Aveva poco più di 18 anni Adelmo Franceschini, quando all’indomani dell’8 settembre del ’43 si ritrovò insieme ad altri 650.000 soldati italiani a dover scegliere se arruolarsi nelle milizie della Repubblica Sociale di Salò o finire internato in un campo di prigionia tedesco.
Abbandonati dagli ufficiali fuggiti la notte stessa in cui seppero che Mussolini era stato liberato dai tedeschi al campo del Gran Sasso e collocato a Salò, molti di quei nostri soldati già l’indomani furono rastrellati dalle caserme italiane ad opera dei militari tedeschi.
Erano in venticinque in casa quando Adelmo era partito militare, servivano braccia per lavorare i campi e lui che apparteneva ad una famiglia come tante senza un preciso orientamento politico (“non eravamo né fascisti, né antifascisti”)… sostiene che fu semplice per gli italiani di allora trarre beneficio da una politica che garantiva un piatto di minestra e l’istruzione a tutti.
Tra le materie scolastiche si studiava “cultura fascista” e lui da bambino aveva sempre avuto il voto più alto: lodevole!

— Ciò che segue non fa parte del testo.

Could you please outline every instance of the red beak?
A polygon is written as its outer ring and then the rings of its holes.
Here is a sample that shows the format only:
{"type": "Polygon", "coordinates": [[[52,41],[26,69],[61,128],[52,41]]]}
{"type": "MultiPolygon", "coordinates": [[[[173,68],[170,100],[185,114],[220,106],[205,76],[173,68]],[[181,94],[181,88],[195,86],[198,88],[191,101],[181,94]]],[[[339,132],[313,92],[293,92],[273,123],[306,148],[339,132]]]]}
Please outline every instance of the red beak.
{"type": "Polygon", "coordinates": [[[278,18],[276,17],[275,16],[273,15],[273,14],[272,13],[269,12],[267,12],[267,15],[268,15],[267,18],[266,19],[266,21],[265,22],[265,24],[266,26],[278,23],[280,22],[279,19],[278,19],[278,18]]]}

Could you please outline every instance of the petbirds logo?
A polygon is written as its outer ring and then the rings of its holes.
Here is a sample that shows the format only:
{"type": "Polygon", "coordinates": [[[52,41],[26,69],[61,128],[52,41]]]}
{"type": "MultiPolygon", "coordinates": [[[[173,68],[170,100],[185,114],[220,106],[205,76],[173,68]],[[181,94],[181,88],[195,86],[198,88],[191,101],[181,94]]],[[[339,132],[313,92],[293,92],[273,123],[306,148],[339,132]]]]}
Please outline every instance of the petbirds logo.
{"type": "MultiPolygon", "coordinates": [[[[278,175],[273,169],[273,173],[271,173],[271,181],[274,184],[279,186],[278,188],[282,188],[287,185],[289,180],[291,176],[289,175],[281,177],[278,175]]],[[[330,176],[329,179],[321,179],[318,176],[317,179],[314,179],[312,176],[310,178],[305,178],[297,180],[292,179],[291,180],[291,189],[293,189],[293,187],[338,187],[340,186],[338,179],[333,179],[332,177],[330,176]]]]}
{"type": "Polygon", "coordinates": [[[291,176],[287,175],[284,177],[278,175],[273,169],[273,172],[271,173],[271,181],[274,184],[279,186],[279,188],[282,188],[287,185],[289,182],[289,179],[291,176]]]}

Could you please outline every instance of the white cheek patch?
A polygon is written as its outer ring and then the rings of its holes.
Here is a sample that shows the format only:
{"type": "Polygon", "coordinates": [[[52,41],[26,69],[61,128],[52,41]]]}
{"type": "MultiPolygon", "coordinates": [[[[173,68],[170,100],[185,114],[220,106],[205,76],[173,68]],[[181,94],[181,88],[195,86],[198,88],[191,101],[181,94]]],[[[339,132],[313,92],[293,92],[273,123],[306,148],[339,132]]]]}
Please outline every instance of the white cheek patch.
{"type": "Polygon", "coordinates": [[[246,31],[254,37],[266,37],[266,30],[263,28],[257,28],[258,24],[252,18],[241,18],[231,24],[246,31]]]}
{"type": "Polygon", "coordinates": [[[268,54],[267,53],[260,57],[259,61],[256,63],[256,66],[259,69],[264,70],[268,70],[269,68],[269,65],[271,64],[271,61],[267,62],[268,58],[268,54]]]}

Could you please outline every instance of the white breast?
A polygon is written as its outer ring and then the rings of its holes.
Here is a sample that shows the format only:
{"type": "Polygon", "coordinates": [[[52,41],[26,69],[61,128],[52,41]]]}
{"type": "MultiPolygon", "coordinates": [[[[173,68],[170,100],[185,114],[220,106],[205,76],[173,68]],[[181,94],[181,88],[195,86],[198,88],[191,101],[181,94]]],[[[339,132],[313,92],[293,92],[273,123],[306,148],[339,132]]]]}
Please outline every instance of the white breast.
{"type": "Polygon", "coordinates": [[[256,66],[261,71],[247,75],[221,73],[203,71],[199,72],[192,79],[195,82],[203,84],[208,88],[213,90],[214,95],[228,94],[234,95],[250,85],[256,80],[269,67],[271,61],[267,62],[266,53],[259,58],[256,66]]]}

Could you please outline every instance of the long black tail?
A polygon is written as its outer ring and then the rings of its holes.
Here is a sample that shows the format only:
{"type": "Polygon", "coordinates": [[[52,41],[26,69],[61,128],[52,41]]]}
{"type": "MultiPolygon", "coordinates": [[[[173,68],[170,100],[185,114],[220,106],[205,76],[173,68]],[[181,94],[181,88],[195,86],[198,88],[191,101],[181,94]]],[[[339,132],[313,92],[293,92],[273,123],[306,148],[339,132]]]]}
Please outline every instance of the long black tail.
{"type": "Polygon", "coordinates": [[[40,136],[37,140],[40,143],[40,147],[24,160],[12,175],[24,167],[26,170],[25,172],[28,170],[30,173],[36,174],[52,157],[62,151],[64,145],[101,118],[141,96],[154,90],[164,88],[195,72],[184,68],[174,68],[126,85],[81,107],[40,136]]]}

Però dopo il rastrellamento in quella caserma di Modena dove prestava servizio militare, Adelmo si rese conto che l’educazione all’obbedienza aveva danneggiato l’Italia, perché non aveva reso il popolo responsabile delle proprie scelte, ma vittima di un indottrinamento che faceva il gioco del più forte. Adelmo si rifiutò di servire il più forte, disse no a quel potere che aveva imposto anni di sudditanza alla sua famiglia e a tanti braccianti, sfruttati da podestà e signorotti scelti dal fascio per amministrare il contado italiano.